Но ребенку в одиннадцать лет трудно до конца осознать, что несет появление на улицах города солдат в чужой форме и с оружием. Кажется, даже страшно в первые дни не было, скорее любопытно.
Довольно скоро любопытство сменилось опасением. Нас выселили из своих комнат в пристройку для прислуги, мама сказала, что это еще хорошо, могли бы оставить просто на улице. С этих слов началась моя учеба, странная учеба – я училась новой жизни, вернее, училась выживать в любых условиях, училась тому, что в мире есть несправедливость куда страшней ухода отца из дома. Эта несправедливость касалась самой возможности жить, потому что очень скоро стало ясно, что за любое сопротивление следует жестокое наказание. Пока ты подчиняешься и принимаешь все с покорно опущенной головой, у тебя есть шанс уцелеть, если, конечно, не попадешь в облаву или заложники, которые своими жизнями расплачиваются за какой-то акт возмездия.
Когда я осознала, что выжить можно, только притаившись, как мышка в норке, стало страшно – а вдруг это на всю жизнь? Помнишь, я задала тебе такой вопрос, мол, как надолго немцы в городе? Ты заволновалась, попросила не только не спрашивать, но и не думать об этом, чтобы случайно не проболтаться.
Вот тогда я испугалась по-настоящему. Даже потом, когда относила передачу английскому летчику, что прятался в лесу, и попалась немецкому патрулю, так не боялась. Может, просто не успела испугаться, присела перед немцами, словно изображая балетный поклон, протянула собранные в лесу цветы и пошла дальше на негнущихся ногах…
А после такой просьбы стало страшно, потому что даже мама, такая решительная, всегда презиравшая неприятности, теперь не могла их не замечать. Это означало, что неприятности слишком велики и надолго. Кажется, я подумала: «Только бы не навсегда!» Никто не мог ответить, так это или нет.
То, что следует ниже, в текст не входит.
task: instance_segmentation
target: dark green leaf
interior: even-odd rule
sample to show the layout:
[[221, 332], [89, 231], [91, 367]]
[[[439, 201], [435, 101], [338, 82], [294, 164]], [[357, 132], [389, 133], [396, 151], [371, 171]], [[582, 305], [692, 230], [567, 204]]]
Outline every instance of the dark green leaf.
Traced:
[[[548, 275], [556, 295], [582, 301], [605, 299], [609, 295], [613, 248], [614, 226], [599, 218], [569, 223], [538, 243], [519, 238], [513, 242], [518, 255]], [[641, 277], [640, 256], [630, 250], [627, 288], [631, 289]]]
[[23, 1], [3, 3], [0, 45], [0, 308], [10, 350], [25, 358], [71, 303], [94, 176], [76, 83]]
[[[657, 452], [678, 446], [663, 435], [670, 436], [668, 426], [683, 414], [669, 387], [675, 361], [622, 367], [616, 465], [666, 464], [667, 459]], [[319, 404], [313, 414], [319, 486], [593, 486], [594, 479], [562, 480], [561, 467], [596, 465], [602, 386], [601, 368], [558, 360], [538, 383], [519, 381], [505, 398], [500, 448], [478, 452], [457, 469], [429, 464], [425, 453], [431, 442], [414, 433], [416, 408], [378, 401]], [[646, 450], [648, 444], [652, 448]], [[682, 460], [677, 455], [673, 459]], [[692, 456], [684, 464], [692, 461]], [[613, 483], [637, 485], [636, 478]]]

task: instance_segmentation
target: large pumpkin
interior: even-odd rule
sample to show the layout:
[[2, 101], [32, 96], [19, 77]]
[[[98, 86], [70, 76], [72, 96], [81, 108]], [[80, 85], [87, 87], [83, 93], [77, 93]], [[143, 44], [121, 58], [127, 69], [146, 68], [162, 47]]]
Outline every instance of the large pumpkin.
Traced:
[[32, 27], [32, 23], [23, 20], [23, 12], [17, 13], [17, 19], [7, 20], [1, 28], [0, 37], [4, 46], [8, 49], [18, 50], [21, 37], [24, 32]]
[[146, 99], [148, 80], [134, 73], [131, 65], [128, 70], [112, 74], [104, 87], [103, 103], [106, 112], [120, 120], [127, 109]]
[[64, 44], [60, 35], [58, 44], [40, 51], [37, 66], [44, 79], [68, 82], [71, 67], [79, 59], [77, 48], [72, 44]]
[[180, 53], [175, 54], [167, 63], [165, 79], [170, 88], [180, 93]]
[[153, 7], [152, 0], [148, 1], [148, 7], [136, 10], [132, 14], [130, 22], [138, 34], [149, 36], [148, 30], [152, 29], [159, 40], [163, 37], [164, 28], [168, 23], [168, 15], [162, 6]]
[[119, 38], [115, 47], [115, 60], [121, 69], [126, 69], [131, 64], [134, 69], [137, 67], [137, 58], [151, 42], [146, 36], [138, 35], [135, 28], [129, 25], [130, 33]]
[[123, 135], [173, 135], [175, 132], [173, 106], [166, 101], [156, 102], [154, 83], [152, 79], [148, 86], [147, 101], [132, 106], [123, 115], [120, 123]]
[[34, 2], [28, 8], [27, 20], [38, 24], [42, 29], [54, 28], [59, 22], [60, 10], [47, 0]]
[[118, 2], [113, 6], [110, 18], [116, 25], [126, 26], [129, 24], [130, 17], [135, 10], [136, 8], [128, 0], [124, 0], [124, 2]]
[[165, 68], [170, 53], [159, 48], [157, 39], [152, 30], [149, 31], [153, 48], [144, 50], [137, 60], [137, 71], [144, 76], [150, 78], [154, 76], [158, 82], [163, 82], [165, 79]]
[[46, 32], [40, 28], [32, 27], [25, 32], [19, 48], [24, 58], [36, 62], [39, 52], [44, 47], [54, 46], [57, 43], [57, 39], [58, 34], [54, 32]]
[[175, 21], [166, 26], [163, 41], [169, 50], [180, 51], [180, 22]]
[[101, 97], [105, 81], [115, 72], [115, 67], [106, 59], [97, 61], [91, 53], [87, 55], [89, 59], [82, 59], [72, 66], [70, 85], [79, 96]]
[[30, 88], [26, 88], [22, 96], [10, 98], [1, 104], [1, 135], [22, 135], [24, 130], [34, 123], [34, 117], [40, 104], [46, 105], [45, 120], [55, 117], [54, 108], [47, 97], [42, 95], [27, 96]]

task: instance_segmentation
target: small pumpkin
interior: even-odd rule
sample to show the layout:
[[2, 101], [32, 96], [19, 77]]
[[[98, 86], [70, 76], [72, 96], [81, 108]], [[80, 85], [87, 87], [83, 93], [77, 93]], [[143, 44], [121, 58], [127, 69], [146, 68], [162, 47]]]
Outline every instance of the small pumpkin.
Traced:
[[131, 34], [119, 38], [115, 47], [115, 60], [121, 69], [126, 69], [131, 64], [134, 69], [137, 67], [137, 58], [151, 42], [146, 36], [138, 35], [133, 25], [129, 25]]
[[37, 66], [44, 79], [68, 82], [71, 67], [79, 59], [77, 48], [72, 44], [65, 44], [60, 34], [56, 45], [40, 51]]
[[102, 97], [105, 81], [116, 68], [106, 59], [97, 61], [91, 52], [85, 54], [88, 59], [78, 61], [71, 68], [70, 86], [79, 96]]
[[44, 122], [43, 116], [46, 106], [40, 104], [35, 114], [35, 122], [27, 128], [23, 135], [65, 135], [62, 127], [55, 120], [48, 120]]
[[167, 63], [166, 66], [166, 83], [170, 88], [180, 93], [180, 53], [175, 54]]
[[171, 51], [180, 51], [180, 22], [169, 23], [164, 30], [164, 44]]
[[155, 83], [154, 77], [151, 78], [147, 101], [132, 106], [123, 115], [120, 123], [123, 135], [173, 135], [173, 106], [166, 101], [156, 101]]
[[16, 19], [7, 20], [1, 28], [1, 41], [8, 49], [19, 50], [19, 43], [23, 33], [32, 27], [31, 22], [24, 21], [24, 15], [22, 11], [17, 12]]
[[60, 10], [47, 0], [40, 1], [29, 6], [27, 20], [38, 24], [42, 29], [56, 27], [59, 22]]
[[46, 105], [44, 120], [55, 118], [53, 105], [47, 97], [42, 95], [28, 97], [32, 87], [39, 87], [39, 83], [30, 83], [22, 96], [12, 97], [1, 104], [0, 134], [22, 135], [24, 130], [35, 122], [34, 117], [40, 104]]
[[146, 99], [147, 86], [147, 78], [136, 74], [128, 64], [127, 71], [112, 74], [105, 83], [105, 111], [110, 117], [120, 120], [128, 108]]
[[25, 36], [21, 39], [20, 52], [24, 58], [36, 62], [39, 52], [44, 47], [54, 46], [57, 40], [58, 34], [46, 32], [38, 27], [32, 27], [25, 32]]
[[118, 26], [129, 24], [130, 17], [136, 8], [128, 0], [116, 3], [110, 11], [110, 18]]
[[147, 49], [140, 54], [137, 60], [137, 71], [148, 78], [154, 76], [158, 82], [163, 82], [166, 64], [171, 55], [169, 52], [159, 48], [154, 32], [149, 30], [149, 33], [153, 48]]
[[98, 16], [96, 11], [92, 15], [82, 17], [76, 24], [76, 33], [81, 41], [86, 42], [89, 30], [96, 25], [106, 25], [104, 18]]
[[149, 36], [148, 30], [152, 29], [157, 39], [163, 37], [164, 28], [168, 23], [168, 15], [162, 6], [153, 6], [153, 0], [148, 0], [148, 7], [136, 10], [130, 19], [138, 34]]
К жизни в униженном положении привыкнуть нельзя, пока ты человек, ты будешь сопротивляться, если только привыкнешь, превратишься в животное. Но даже гордое животное не позволит себя унижать. И привыкнуть к тому, что нужно время от времени сдавать отпечатки пальцев, что тебя, как преступницу, фотографируют в фас и в профиль, что нужно то и дело менять удостоверения личности, получать карточки на питание… невозможно. Мы хотели жить свободно, спокойно ходить по улицам, не боясь окрика военных или полиции, покупать продукты, на какие хватит заработанных денег, не бояться пригласить гостей в дом и не занавешивать как можно плотней окна, чтобы свет не пробивался на улицу.
А многие хотели просто жить, но у них отняли и эту возможность.
Мама не виновата, что мне пришлось пройти вот такую школу, она сама проходила эту страшную школу вместе со мной.
Зато после войны могли смело смотреть в глаза остальным, потому что помогали Сопротивлению, потому что были как все.
Для меня самой трудной в первые месяцы оккупации, пока еще не стало совсем уж голодно и я еще могла брать уроки танцев, оказалась необходимость скрывать, что я имею английские документы, что у меня английское имя и отец в Англии. Тогда я стала вместо Одри Эддой и вынуждена разговаривать только по-нидерландски.
Это неправильно, когда человек, не сделавший ничего плохого и ни в чем не виноватый, должен скрывать свое происхождение, свое имя, свое прошлое. В Арнеме я должна была скрывать от немцев, что у меня отец англичанин, после войны – что отец состоял в Союзе фашистов, что он был из-за этого в тюрьме… Разве я в этом виновата?
Почему люди так несправедливы друг к другу? Я знала стольких хороших людей в Арнеме, вся вина которых состояла только в том, что они евреи. В нашем классе девочка-еврейка вместе с родителями попала в концлагерь. Мой дядя Уильям погиб, потому что оказался в числе заложников, которых расстреляли за убийство нескольких военных немцев. Брат попал в концлагерь, потому что угодил под облаву и попробовал бежать…
Но в то же время отец сидел в лагере в Англии только за сочувствие идеям нацистов, он ничего не сделал, но поддерживал Союз фашистов.
Останься я в Англии с отцом или мама вместе с Яном и Александром с нами, наверняка мы бы все также сидели в лагере. И хотя брат говорил, что лучше сидеть в английском лагере, чем в немецком, я думаю, что нигде не лучше.
Это после войны стало ясно, кто враг, а кто герой, а в самом начале войны Европа просто запуталась, с кем воевать – с Гитлером или со Сталиным. Но труднее всего оказалось детям, не виноватым во взрослых играх в политику. Через много лет я еще раз убедилась, что, когда взрослые воюют, страдают больше не они, даже не те, кто ранен, а именно дети.
Но даже во время оккупации мы оставались детьми, нам хотелось жить и радоваться жизни.
Чтобы случайно не выдать свой английский, я старалась как можно меньше разговаривать, зато как можно больше танцевать. Первые годы это получалось, пока на танцы хватало сил.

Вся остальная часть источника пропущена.